Limitation of Rights. The Units and Dividend Units do not confer to Grantee any rights of a shareholder of the Company unless and until shares of Common Stock of the Company are in fact issued to the Grantee in connection herewith.

6.
Restrictions on Transfer and Pledge. No right or interest of the Grantee in the Units and Dividend Units may be pledged, encumbered, or hypothecated to or in favor of any party other than the Company or an affiliate, or shall be subject to any lien, obligation, or liability of Grantee to any other party other than the Company or an affiliate.

7.
Plan Controls. The terms contained in the Plan (including without limitation provisions regarding changes in capital structure of the Company) are incorporated into and made a part of this Agreement and this Agreement shall be governed by and construed in accordance with the Plan. In the event of any actual or alleged conflict between the provisions of the Plan and the provisions of this Agreement, the provisions of the Plan shall be controlling and determinative.

8.
Successors. This Agreement shall be binding upon any successor of the Company, in accordance with the terms of this Agreement and the Plan.

9.
Severability. If any one or more of the provisions contained in this Agreement are invalid, illegal or unenforceable, the other provisions of this Agreement will be construed and enforced as if the invalid, illegal or unenforceable provision had never been included.

10.
Notice.
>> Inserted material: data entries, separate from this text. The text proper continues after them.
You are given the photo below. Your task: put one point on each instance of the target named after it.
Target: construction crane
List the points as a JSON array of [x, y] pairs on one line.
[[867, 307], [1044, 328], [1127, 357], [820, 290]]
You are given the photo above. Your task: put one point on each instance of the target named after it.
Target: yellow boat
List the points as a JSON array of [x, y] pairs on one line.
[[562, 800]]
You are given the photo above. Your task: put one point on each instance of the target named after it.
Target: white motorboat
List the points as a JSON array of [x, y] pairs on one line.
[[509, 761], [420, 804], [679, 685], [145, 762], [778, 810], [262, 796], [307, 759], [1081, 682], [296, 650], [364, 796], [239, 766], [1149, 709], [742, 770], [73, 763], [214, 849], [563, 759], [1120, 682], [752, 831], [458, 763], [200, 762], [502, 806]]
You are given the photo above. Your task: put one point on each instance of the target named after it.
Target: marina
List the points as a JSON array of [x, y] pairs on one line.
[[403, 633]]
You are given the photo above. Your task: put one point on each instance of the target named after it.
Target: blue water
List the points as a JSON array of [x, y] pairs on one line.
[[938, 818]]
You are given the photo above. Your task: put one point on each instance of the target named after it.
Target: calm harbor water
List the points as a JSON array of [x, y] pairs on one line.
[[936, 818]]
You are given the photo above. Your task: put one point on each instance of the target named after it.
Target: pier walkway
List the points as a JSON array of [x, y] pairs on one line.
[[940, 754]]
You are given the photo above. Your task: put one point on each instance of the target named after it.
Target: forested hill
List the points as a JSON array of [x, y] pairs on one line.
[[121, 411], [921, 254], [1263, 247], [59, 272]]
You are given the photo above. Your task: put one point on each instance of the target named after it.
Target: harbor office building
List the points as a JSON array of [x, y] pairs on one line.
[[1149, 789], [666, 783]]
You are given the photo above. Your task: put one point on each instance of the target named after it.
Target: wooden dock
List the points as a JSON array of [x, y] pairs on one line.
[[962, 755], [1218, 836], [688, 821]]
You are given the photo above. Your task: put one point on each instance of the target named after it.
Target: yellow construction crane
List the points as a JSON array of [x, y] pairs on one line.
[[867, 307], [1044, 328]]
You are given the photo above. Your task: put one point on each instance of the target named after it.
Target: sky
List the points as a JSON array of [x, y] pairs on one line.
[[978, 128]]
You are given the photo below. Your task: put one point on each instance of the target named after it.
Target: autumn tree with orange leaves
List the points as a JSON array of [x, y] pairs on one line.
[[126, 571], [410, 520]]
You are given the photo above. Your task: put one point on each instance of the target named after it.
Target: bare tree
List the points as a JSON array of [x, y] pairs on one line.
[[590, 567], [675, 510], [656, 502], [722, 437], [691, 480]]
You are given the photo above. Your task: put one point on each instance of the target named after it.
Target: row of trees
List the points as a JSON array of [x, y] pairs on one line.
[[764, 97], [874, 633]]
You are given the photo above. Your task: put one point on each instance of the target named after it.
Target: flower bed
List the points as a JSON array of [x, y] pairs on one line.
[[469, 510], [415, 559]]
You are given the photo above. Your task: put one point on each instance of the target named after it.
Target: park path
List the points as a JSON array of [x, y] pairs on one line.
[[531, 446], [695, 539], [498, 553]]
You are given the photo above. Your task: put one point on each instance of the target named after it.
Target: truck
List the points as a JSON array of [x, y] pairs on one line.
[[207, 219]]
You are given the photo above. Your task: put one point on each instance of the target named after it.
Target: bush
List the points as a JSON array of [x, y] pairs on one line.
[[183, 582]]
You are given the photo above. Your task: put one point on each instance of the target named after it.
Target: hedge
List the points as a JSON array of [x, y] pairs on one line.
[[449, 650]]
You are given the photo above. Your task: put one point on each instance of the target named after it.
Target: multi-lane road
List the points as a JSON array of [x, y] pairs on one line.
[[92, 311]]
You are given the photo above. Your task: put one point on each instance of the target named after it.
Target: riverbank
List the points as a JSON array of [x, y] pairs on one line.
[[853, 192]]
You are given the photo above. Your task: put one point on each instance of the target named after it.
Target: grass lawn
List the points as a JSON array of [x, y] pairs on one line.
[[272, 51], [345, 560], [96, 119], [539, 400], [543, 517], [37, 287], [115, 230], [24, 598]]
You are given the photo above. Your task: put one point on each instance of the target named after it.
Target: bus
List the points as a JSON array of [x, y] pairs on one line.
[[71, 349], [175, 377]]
Notices and communications under this Agreement must be in writing and either personally delivered or sent by registered or certified United States mail, return receipt requested, postage prepaid. Notices to the Company must be addressed to:

Lowe’s Companies, Inc.
1000 Lowes Boulevard
Mooresville, NC 28117
Attn: Executive Vice President, General Counsel and Corporate Secretary

or any other address designated by the Company in a written notice to Grantee. Notices to the Grantee will be directed to the address of the Grantee then currently on file with the Company, or at any other address given by Grantee in a written notice to the Company.